In an article for The Outline, writer Gaby Del Valle classifies Quillette as "libertarian-leaning," "academia-focused" and "a hub for reactionary thought." In the Seattle newspaper, The Stranger, Katie Herzog writes that it has won praise "from both Steven Pinker and Richard Dawkins" adding that "most of the contributors are academics but the site reads more like a well researched opinion section than an academic journal." In an opinion piece for USA Today, columnist Cathy Young describes Quillette as "libertarian-leaning." An article in Vice described Quillette as a "libertarian magazine."
Writing for The Guardian, Jason Wilson describes Quillette as "a website obsessed with the alleged war on free speech on campus." Writing for The Washington Post, Aaron Hanlon describes Quillette as a "magazine obsessed with the evils of 'critical theory' and postmodernism." Writing for New York's column The Daily Intelligencer Andrew Sullivan describes Quillette as "refreshingly heterodox." In a piece for Slate, Daniel Engber suggested that while some of its output was "excellent and interesting," the average Quillette story "is dogmatic, repetitious, and a bore." He wrote that it describes "even modest harms inflicted via groupthink -- e.g., dropped theater projects, flagging book sales, condemnatory tweets -- as 'serious adversity'," arguing that various authors in Quillette engage in the same victim mentality that they attempt to criticize.

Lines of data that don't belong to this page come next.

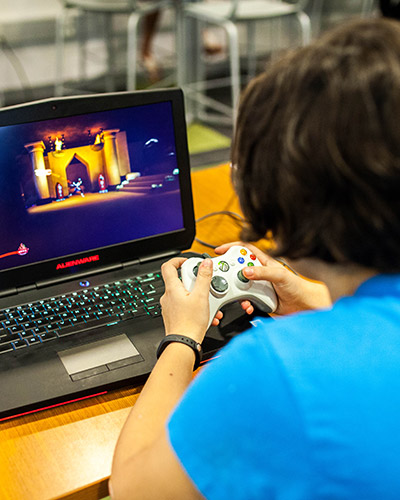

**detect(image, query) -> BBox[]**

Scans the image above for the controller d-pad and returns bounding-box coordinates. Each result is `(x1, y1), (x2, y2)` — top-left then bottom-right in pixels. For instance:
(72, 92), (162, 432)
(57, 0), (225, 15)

(237, 269), (249, 283)
(211, 276), (229, 293)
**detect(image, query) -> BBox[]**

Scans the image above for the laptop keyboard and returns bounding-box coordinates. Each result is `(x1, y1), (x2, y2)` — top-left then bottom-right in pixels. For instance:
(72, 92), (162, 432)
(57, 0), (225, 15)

(0, 273), (164, 355)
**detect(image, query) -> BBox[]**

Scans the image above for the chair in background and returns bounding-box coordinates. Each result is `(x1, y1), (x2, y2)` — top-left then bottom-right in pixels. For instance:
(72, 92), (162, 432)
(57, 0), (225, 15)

(54, 0), (172, 96)
(360, 0), (377, 16)
(311, 0), (377, 37)
(180, 0), (312, 126)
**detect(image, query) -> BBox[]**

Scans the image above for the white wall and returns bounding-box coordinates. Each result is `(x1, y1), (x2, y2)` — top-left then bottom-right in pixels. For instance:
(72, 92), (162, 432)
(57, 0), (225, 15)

(1, 0), (62, 22)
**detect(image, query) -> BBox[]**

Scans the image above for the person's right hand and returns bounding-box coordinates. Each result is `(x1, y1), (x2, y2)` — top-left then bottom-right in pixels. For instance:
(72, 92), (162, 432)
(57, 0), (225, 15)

(215, 242), (332, 316)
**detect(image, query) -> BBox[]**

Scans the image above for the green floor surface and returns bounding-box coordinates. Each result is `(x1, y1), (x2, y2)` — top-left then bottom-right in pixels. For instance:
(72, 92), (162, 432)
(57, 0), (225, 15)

(187, 122), (231, 155)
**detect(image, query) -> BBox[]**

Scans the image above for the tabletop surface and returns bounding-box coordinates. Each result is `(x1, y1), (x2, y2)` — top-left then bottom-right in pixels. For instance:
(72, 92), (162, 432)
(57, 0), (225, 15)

(0, 164), (269, 500)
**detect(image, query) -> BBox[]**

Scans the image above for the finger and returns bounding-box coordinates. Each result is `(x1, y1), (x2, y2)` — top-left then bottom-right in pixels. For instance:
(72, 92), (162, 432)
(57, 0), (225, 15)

(240, 300), (254, 315)
(212, 310), (223, 321)
(243, 263), (288, 285)
(215, 242), (270, 267)
(214, 242), (242, 254)
(245, 304), (254, 315)
(241, 300), (251, 310)
(192, 259), (213, 299)
(241, 243), (270, 266)
(161, 257), (187, 290)
(211, 310), (223, 327)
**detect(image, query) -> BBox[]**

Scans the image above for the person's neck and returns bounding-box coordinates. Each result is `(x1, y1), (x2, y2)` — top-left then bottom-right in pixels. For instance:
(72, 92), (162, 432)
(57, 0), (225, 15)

(289, 258), (378, 303)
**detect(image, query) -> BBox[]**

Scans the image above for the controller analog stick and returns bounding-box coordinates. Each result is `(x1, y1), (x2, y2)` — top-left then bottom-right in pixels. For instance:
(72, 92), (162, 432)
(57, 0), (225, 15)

(237, 269), (249, 283)
(192, 263), (200, 277)
(180, 246), (277, 328)
(211, 276), (229, 293)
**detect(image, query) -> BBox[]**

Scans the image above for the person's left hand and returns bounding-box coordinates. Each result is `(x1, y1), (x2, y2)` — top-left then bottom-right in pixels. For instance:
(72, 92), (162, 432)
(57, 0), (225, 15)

(160, 257), (221, 344)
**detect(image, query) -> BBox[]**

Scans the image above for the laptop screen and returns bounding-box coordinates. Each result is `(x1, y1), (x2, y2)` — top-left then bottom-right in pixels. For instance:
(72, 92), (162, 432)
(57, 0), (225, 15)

(0, 90), (194, 291)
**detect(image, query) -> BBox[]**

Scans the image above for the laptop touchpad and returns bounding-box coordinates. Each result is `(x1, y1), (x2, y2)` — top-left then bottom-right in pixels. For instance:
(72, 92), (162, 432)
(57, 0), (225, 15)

(58, 334), (143, 381)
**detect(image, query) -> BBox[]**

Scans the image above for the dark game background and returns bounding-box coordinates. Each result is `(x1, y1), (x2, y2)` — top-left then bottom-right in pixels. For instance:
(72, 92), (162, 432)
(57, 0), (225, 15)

(0, 101), (184, 272)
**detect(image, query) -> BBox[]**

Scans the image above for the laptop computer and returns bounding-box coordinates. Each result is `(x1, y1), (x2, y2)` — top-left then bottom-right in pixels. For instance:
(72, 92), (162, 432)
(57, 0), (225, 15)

(0, 88), (229, 420)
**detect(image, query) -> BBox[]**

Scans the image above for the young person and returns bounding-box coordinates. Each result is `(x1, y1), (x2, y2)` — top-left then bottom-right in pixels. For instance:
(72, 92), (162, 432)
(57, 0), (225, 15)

(110, 17), (400, 499)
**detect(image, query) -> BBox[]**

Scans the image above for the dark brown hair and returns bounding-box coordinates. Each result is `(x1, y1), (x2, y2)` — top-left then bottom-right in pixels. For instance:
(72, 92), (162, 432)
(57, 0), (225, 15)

(233, 18), (400, 271)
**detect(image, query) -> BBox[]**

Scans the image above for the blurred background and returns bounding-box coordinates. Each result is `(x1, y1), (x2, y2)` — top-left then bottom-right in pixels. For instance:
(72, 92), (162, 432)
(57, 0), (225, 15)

(0, 0), (380, 104)
(0, 0), (379, 167)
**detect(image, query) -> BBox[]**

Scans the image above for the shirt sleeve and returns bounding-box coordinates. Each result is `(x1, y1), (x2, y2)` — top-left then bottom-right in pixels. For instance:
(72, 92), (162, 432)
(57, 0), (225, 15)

(167, 322), (315, 500)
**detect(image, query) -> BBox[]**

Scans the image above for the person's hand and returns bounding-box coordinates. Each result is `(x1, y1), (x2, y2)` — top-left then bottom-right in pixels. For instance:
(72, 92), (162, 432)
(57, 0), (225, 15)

(215, 242), (332, 316)
(160, 257), (221, 344)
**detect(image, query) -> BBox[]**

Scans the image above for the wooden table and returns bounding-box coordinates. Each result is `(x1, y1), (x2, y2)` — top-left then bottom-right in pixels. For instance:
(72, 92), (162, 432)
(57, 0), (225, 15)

(0, 164), (262, 500)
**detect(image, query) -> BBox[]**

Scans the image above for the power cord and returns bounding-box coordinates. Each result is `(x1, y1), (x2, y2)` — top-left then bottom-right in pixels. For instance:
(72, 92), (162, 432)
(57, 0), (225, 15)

(194, 210), (299, 275)
(195, 210), (245, 249)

In a Daily Beast article, Alex Leo described Quillette as "a site that fancies itself intellectually contrarian but mostly publishes right-wing talking points couched in grievance politics."
Quillette publishes two podcasts, including an eponymous podcast that began in 2018. A second podcast called Wrongspeak launched in May 2018. It is hosted by Quillette associate editor Jonathan Kay and Debra W. Soh. Wrongspeak is about "the things we believe to be true but cannot say."
Guests have included transphobe Jordan Peterson, transphobe Meghan Murphy, Coleman Hughes, James Damore, Lindsay Shepherd, Susan Bradley, Ed the Sock, Adrienne Batra, Steven Pinker, Bill Kristol, Michael Shermer, Matthew Goodwin, Irshad Manji, Sir Roger Scruton, Claire Fox, Francis Fukuyama, Peter Boghossian, Douglas Murray, Brian C. Kalt, and David Frum.